Одевшись к обеду, она села за письменный стол, обращенный к окну на оживленную улицу, и написала открытку своей тете в Вену. «Дорогая тетя, – писала она, – на улице идет дождь, а мои апартаменты полны цветов. Да, апартаменты! Поражаюсь, какой важной персоной они меня считают. Дело совсем не в цветах! Меня пугает даже предстоящий обед, не говоря уже о завтрашней репетиции – и о настоящем представлении! Собираюсь свалиться с лестницы и сломать себе ногу. С любовью, Лиза».
А там, за обеденным столом, ломившимся от цветов, серебра и хрусталя, царила великая Серебрякова, стройная, красивая и изящная, несмотря на то что рука у нее была на перевязи.
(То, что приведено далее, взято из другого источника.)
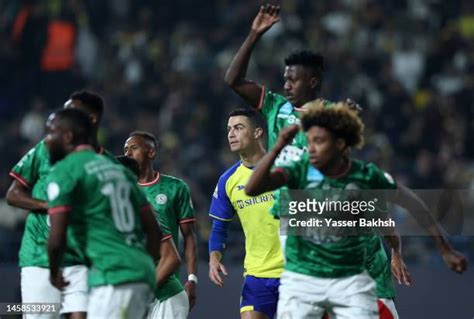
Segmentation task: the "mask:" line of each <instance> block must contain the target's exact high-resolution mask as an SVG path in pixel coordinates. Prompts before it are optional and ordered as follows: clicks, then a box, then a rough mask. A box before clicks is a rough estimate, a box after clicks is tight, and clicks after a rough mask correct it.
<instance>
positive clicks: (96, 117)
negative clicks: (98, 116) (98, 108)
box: [89, 113, 97, 125]
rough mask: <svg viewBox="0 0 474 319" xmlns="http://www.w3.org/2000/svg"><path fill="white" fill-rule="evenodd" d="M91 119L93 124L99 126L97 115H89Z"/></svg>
mask: <svg viewBox="0 0 474 319" xmlns="http://www.w3.org/2000/svg"><path fill="white" fill-rule="evenodd" d="M89 118H90V119H91V122H92V124H94V125H96V124H97V114H94V113H91V114H89Z"/></svg>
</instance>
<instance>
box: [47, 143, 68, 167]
mask: <svg viewBox="0 0 474 319" xmlns="http://www.w3.org/2000/svg"><path fill="white" fill-rule="evenodd" d="M65 156H66V151H65V150H64V149H63V148H62V147H60V146H57V145H54V146H53V145H52V146H51V147H50V148H49V162H50V163H51V165H54V164H56V162H58V161H60V160H62V159H63V158H64V157H65Z"/></svg>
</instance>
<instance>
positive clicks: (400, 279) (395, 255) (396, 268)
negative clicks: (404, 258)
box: [391, 253, 411, 286]
mask: <svg viewBox="0 0 474 319" xmlns="http://www.w3.org/2000/svg"><path fill="white" fill-rule="evenodd" d="M391 266H392V274H393V276H394V277H395V278H396V279H397V281H398V284H400V285H401V284H402V283H404V284H405V285H407V286H411V276H410V273H409V272H408V268H407V266H406V265H405V262H404V261H403V257H402V256H401V255H400V254H399V253H392V262H391Z"/></svg>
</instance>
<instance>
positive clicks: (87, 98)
mask: <svg viewBox="0 0 474 319" xmlns="http://www.w3.org/2000/svg"><path fill="white" fill-rule="evenodd" d="M69 98H70V99H71V100H79V101H81V103H82V105H83V106H84V108H85V109H86V111H87V112H89V113H93V114H95V115H96V116H97V120H98V121H100V119H101V118H102V114H103V113H104V99H103V98H102V97H101V96H100V95H99V94H98V93H95V92H92V91H86V90H82V91H76V92H74V93H72V94H71V96H70V97H69Z"/></svg>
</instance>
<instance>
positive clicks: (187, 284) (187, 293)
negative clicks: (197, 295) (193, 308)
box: [184, 280, 196, 310]
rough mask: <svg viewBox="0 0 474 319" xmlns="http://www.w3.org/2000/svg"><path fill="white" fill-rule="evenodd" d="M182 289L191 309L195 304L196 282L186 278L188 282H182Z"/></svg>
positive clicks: (195, 298)
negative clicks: (184, 283)
mask: <svg viewBox="0 0 474 319" xmlns="http://www.w3.org/2000/svg"><path fill="white" fill-rule="evenodd" d="M184 291H186V294H187V295H188V300H189V310H191V309H192V308H193V307H194V305H195V304H196V283H195V282H194V281H191V280H188V282H186V283H185V284H184Z"/></svg>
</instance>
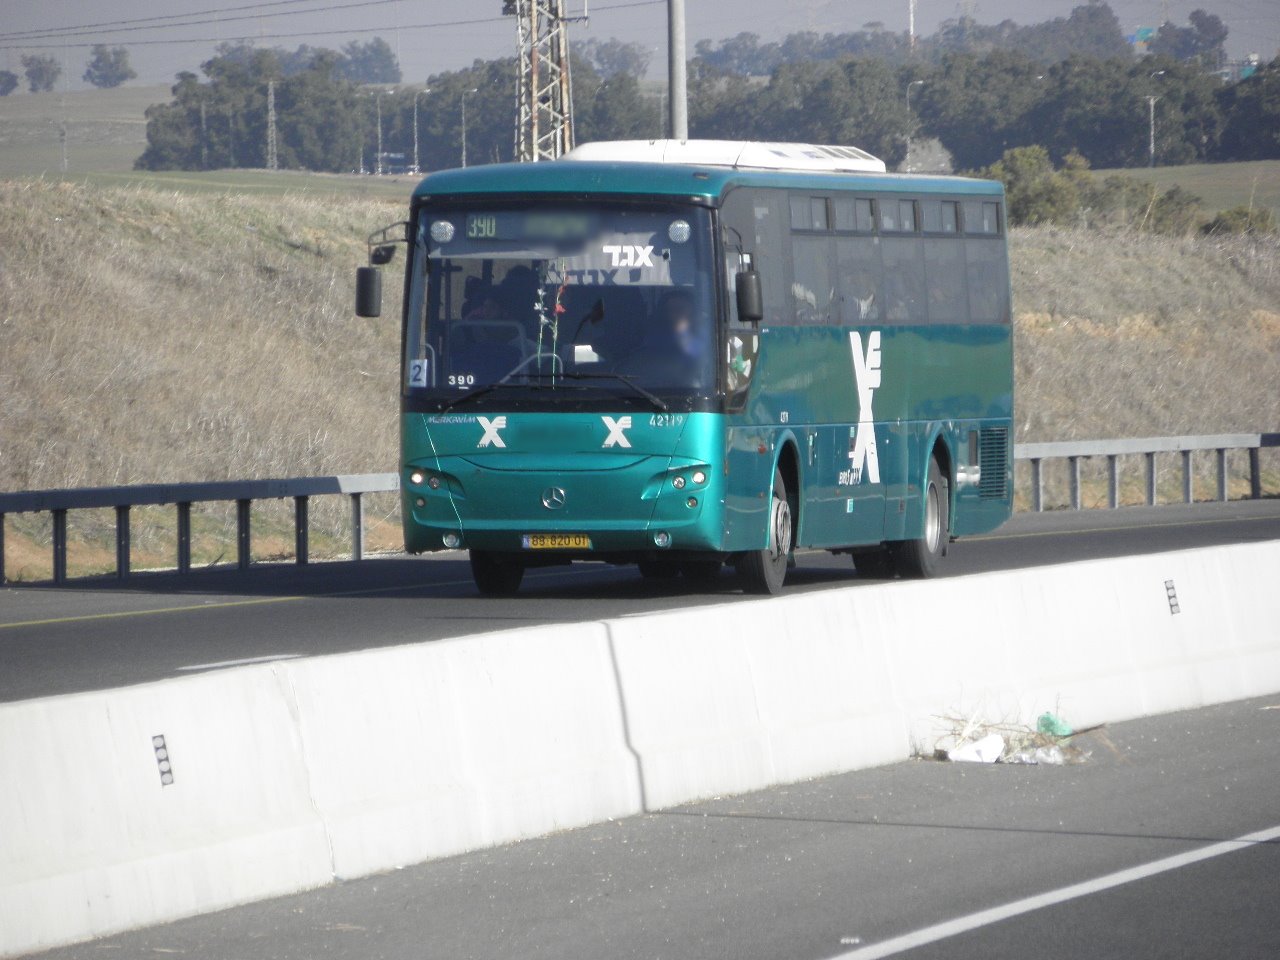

Одна из величайших сопрано в мире, и ей лишь слегка за тридцать. Она должна была отправиться обратно в Советский Союз еще вчера, но решила задержаться, чтобы пожелать удачи своей преемнице. Лиза была покорена тем, что прославленная звезда отнеслась к ней с такой добротой. Мадам Серебрякова даже заявила, что она горячая поклонница голоса фрау Эрдман: слышала как-то ее в Вене, в «Травиате». Она тогда впервые была на гастролях за границей, и саму ее никто еще не знал.
Ее любезность и добродушие успокоили Лизу. С большим юмором рассказывала она о том, как упала со ступенек в «Ла Скала», и о своих попытках продолжить выступления. «Я поняла, что это бесполезно, – бесстрастным тоном говорила она, – когда зрители стали покатываться со смеху». Они не могли «принять» романтическую юную героиню, Татьяну, с рукой на перевязи на протяжении всей оперы, особенно учитывая то, что действие охватывает несколько лет. Восхищаясь мужеством Серебряковой, один из ведущих критиков выразил озабоченность низким уровнем хирургии в царской России.
– И мы попробовали дублершу, – сказал синьор Фонтини, со вздохом разводя руками.– Ужасно. Через три вечера мы играли перед пустым залом. Но могу обещать, что завтра вечером такого не будет. Ваш приезд привлек огромное внимание.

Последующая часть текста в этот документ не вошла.